Encrypted payload types (text, group, request/response) use AES-128 in ECB mode with a 2-byte truncated HMAC-SHA256 MAC, in an encrypt-then-MAC construction. Crucially, the 2-byte MAC is **prepended** to the ciphertext (it precedes the encrypted data), not appended. Note that advertisements (`PAYLOAD_TYPE_ADVERT`) and control packets are sent unencrypted, so not all traffic is confidential. The ECB mode and 16-bit MAC limit the strength of this protection - see the security/encryption overview for caveats.

```
Direct message payload: [dest hash (1 byte)] [src hash (1 byte)] [2-byte cipher MAC] [AES-128-ECB ciphertext]
Group message payload:  [channel hash (1 byte)] [2-byte cipher MAC] [AES-128-ECB ciphertext]
```

In both layouts the 2-byte cipher MAC **precedes** the AES-128 ciphertext, and a hash prefix (destination/source hash for direct messages, channel hash for group messages) comes before the MAC. This matches `Utils::encryptThenMAC` (which writes the MAC to the first bytes and the ciphertext after it) and the field order in `docs/payloads.md`.

## Route Types

Packets carry one of four route types (from packet\_format.md):

- `ROUTE_TYPE_FLOOD` - broadcast to all repeaters; used for initial contact and group messages
- `ROUTE_TYPE_DIRECT` - embeds a specific repeater path; only listed repeaters forward the packet
- `ROUTE_TYPE_TRANSPORT_FLOOD` - flood with transport/region code prefix
- `ROUTE_TYPE_TRANSPORT_DIRECT` - direct-routed with transport/region code

## Path Learning (How Direct Routing Works)

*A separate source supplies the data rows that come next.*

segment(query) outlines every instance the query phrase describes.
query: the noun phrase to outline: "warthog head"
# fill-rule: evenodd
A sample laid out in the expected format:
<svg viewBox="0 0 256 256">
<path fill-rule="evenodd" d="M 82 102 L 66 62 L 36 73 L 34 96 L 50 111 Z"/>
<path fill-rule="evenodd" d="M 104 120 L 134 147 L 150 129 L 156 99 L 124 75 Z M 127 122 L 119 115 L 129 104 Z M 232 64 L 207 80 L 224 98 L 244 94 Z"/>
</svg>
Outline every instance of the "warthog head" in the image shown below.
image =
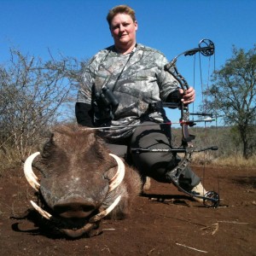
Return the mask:
<svg viewBox="0 0 256 256">
<path fill-rule="evenodd" d="M 32 166 L 40 166 L 40 180 Z M 26 159 L 24 172 L 44 205 L 31 201 L 34 208 L 71 237 L 98 234 L 108 213 L 125 217 L 142 185 L 137 172 L 110 154 L 95 131 L 77 126 L 57 128 L 42 154 Z"/>
</svg>

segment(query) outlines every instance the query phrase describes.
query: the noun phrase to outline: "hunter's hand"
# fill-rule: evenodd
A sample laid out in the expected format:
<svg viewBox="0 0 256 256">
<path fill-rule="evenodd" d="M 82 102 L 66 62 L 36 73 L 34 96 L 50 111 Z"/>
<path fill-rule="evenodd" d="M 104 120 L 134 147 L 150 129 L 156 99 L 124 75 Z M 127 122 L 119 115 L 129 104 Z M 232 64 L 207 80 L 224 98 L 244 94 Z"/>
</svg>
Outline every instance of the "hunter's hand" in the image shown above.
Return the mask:
<svg viewBox="0 0 256 256">
<path fill-rule="evenodd" d="M 180 96 L 181 96 L 181 101 L 183 102 L 183 104 L 188 105 L 195 102 L 195 90 L 193 87 L 189 87 L 186 94 L 183 94 L 183 90 L 182 89 L 178 90 Z"/>
</svg>

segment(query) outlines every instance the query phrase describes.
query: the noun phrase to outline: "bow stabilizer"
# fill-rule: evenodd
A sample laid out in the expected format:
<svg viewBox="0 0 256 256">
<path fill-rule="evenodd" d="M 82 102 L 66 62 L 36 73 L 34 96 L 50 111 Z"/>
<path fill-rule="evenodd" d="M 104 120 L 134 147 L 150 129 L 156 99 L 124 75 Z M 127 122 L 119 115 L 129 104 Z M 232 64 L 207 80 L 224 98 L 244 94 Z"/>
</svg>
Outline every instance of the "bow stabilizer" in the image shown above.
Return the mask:
<svg viewBox="0 0 256 256">
<path fill-rule="evenodd" d="M 196 53 L 201 53 L 204 56 L 211 56 L 214 54 L 215 47 L 214 44 L 209 39 L 202 39 L 199 43 L 199 47 L 186 50 L 174 59 L 172 60 L 169 63 L 165 65 L 165 70 L 171 73 L 179 83 L 181 88 L 183 90 L 183 93 L 186 94 L 187 90 L 189 88 L 189 84 L 186 79 L 178 73 L 176 63 L 177 60 L 181 55 L 194 55 Z M 164 107 L 168 108 L 168 103 L 164 104 Z M 217 150 L 218 147 L 210 147 L 202 149 L 194 149 L 192 141 L 195 138 L 195 136 L 189 134 L 189 126 L 195 125 L 195 122 L 189 120 L 189 105 L 183 104 L 183 102 L 179 104 L 179 109 L 181 111 L 180 118 L 180 125 L 182 127 L 182 148 L 172 148 L 172 152 L 176 155 L 177 153 L 184 153 L 183 160 L 178 163 L 176 168 L 172 169 L 166 172 L 166 178 L 170 180 L 175 186 L 178 188 L 179 190 L 183 191 L 185 194 L 188 194 L 193 197 L 197 197 L 203 200 L 204 205 L 207 207 L 217 207 L 219 204 L 219 196 L 215 191 L 209 191 L 205 195 L 201 196 L 199 195 L 195 195 L 191 191 L 184 190 L 179 184 L 179 177 L 184 172 L 188 165 L 191 162 L 192 153 L 193 152 L 201 152 L 205 150 Z M 202 115 L 202 116 L 210 116 L 206 113 L 191 113 L 193 115 Z"/>
</svg>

MeshCore uses a flood-then-direct-route mechanism (not AODV path discovery/acknowledgment):

1. First message to a new destination is flood-routed
2. The destination node returns a `PAYLOAD_TYPE_PATH` packet containing the full repeater path it received the message through
3. The sender stores this path and uses `ROUTE_TYPE_DIRECT` for subsequent messages, embedding the learned path
4. Only the specific repeaters in the path forward the packet - all others ignore it

This mechanism reduces channel load significantly compared to pure flooding once paths are established. This benefit assumes a stable topology with repeated traffic between the same pairs. In mobile or rapidly-changing deployments (common in emergencies), learned paths break frequently, forcing re-floods and reducing or eliminating the savings - in the worst case the network can degrade toward continuous flooding plus failed direct sends.